By Arthur Fromme
October 19, 2008
In the current economic gloom, there's a ray of travel-related sunshine: the increased strength of the U.S. dollar. Though no one can explain exactly why, the dollar has risen against every major foreign currency other than the Japanese yen, and it has increased substantially against some of them. Though the change in exchange rates hasn't been large enough to make a major difference in European travel, it has dramatically transformed the cost of visiting a number of other highly attractive destinations.
Australia comes first. As recently as six months ago, the Aussie dollar was traded almost at parity to the U.S. dollar. Suddenly, the U.S. dollar buys $1.40 to $1.50 Australian dollars (the rate varies from day to day), and Australia has become 40 percent to 50 percent cheaper to the American tourist. Hotel rates and restaurant costs "down under," sightseeing fees, clothing and souvenirs are today considerably below the price levels to which we're accustomed.
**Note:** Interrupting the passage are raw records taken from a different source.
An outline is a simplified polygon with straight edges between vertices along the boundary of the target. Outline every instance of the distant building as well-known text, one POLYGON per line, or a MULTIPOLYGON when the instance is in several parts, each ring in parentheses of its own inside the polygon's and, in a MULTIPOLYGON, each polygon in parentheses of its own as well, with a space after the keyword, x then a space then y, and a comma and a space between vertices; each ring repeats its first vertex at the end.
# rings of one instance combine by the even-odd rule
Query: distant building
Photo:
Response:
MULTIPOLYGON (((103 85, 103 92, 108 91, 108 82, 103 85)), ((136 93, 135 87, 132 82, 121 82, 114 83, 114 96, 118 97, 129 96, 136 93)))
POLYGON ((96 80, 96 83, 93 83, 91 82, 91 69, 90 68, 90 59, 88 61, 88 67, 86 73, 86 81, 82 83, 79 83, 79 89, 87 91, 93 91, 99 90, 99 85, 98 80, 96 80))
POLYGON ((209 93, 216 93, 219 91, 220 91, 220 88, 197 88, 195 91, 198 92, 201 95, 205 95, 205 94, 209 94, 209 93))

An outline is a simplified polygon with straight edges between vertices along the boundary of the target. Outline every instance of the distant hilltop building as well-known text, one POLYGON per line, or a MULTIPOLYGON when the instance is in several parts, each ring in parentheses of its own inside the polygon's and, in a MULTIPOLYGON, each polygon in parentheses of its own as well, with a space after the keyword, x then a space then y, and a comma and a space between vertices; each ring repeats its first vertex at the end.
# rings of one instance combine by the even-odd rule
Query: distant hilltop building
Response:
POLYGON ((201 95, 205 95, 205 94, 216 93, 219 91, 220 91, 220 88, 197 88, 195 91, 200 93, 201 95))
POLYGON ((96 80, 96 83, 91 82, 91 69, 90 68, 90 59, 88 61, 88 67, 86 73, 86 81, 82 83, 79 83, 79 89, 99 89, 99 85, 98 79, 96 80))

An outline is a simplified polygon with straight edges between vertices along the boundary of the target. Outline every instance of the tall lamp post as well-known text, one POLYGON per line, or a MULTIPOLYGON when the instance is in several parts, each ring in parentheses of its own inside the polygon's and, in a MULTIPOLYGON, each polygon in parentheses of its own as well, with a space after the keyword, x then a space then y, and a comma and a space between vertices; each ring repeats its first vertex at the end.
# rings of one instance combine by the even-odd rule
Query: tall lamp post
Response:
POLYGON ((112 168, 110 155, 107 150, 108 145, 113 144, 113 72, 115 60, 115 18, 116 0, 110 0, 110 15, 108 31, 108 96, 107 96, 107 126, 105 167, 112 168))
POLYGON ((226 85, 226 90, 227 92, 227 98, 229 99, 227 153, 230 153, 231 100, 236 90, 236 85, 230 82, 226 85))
Mexico's currency has also weakened substantially against the U.S. dollar. A year ago, you received 10.50 pesos for one U.S. dollar; today, you receive between 12 and 13 pesos to the dollar. In a country so easily reached from all parts of the U.S.—in Acapulco and Puerto Vallarta, Cancun and Mazatlan, along the Mayan Riviera and the new Nayarit district—prices were always moderate even before the strengthening of the dollar, but now they're positively cheap. So the smart American traveler will dust off those travel plans and book a flight to this colorful country with its gracious, courteous people—and low, low costs.
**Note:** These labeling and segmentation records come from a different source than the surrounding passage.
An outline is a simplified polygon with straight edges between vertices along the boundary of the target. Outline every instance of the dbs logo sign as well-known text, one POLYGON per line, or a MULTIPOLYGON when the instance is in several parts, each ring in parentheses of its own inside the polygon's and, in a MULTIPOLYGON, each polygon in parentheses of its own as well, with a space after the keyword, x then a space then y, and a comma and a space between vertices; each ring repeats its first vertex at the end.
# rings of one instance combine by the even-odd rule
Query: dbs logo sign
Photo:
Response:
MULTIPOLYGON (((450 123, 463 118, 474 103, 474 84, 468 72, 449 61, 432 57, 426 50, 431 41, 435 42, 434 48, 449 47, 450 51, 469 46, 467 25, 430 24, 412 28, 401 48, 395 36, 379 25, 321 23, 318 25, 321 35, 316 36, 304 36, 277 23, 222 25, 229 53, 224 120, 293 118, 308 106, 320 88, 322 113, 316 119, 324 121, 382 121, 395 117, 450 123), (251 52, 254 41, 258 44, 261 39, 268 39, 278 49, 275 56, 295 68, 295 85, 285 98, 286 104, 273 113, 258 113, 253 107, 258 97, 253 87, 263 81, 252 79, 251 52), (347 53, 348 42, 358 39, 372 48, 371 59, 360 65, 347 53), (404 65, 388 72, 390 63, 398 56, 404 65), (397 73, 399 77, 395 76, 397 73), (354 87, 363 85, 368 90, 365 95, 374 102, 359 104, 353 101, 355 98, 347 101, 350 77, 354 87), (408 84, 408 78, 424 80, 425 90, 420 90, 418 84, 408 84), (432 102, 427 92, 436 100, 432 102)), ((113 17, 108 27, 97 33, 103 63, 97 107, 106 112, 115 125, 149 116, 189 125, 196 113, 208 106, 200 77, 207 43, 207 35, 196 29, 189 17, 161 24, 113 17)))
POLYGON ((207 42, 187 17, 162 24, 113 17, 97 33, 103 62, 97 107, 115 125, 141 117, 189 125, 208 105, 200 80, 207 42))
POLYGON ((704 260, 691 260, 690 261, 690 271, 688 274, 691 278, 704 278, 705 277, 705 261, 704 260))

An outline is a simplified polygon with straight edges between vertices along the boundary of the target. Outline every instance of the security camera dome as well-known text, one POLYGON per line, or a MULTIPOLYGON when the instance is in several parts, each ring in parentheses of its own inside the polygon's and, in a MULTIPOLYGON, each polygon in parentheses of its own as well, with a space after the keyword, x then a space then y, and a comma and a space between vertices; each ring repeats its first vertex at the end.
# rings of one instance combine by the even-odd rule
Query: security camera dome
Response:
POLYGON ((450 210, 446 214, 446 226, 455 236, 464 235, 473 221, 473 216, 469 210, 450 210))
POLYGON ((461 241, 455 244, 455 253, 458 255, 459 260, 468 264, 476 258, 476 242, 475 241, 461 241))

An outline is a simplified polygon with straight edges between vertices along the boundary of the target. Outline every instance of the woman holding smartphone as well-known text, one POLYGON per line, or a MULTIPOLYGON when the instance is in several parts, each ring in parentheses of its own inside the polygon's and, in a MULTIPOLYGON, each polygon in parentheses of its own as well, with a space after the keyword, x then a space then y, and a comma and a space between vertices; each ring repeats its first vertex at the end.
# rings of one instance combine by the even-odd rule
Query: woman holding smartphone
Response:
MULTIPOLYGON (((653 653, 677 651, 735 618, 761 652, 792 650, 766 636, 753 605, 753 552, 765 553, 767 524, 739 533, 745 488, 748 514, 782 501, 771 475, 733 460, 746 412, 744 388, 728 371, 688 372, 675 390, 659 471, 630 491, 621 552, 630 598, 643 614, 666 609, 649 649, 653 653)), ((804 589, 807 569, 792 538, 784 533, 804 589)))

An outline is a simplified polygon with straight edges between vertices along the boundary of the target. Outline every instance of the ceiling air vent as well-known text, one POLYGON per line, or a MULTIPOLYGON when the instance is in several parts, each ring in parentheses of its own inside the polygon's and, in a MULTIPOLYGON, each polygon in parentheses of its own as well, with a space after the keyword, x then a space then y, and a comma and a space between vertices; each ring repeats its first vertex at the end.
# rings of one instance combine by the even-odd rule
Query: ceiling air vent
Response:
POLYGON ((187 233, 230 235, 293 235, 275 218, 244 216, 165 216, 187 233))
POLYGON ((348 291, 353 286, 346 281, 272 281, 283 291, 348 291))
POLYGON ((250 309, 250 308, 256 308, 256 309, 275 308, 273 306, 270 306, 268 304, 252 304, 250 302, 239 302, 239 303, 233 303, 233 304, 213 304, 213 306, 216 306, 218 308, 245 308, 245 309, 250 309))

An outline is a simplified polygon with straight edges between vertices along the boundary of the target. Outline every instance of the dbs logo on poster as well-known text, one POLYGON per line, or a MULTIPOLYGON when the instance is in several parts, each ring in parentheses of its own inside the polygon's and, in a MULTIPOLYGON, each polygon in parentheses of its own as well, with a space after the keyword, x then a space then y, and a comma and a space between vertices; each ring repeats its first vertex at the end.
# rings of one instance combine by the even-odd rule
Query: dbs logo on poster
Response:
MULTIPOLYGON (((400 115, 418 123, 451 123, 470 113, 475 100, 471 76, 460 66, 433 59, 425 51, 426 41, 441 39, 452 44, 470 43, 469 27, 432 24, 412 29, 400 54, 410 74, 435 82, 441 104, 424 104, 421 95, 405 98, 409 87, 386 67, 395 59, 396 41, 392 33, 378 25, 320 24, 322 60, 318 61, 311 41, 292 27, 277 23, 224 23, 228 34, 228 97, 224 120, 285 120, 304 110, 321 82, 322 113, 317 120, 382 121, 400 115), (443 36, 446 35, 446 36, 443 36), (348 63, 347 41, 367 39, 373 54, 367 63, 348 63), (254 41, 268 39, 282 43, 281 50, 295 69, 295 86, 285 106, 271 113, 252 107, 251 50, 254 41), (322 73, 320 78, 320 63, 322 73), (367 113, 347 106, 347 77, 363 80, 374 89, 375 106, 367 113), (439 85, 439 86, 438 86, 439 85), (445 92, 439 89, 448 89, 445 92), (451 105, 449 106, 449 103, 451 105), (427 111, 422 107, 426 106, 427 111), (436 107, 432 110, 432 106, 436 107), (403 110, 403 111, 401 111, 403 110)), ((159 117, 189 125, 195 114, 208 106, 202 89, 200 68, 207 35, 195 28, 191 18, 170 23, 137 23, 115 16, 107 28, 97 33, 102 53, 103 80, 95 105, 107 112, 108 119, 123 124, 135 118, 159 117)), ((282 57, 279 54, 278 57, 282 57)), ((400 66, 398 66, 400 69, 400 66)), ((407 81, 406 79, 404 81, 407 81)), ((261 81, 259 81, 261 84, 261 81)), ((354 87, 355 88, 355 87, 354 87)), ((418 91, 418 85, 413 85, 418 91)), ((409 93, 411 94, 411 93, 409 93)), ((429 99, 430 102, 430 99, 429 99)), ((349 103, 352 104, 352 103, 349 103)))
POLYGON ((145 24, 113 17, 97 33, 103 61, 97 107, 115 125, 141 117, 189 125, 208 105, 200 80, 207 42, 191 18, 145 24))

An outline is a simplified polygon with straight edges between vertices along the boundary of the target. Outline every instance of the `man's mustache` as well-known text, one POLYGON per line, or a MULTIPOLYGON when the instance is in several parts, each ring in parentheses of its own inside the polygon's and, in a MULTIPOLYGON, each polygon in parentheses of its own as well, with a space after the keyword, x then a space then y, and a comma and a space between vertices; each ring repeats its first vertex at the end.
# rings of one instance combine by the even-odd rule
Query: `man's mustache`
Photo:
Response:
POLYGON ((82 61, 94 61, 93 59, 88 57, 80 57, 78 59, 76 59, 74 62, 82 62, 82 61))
Thailand presents a mixed picture. Its unit of currency, the baht, has recently been selling at a rate of 34 to the dollar (earlier, the rate was 28 to the dollar), and a country that was always low-priced to the traveler with U.S. dollars has become cheaper still. Unfortunately, there's considerable unrest in Thailand, culminating recently in street riots and some bloodshed. But the tourist has always traveled safely in this land of gentle Buddhist people. I would continue to recommend travel there and remain firm in my belief that the unrest will be short-lived.
The Island of Bali: Its currency, the Indonesian rupiah, has continued to decline against the U.S. dollar. A year ago, $1 bought 9,073 rupiah; it now buys nearly 10,000 rupiah, and an island that was always amazingly cheap has become cheaper still. Get there fast.
Iceland: No nation has had a worse economic crisis than Iceland, for reasons (bank failures) too complex to discuss. A year ago, you received 60 Iceland kronur for one U.S. dollar; today you receive roughly 110 Iceland kronur. Since the nation's cost-cutting airline, Icelandair, is also running unprecedented sales on airfares to Iceland, this is perhaps your best time ever for soaking in those thermal waters.
Canada: Just a few months ago, one U.S. dollar bought one Canadian dollar. Today one U.S. dollar buys almost $1.20 Canadian, and everything in Montreal, Toronto, Vancouver and the like costs about 20 percent less.
But while the currencies of Europe have weakened by about 10 percent against the U.S. dollar (as I write this, you only pay $1.72 for a British pound, $1.34 for a euro), the shift hasn't yet been great enough to substantially lower the cost of traveling in these pricey precincts.
Odd, isn't it? Just when most of us are beginning to feel impoverished, the cost of traveling to numerous foreign destinations has become much lower than before.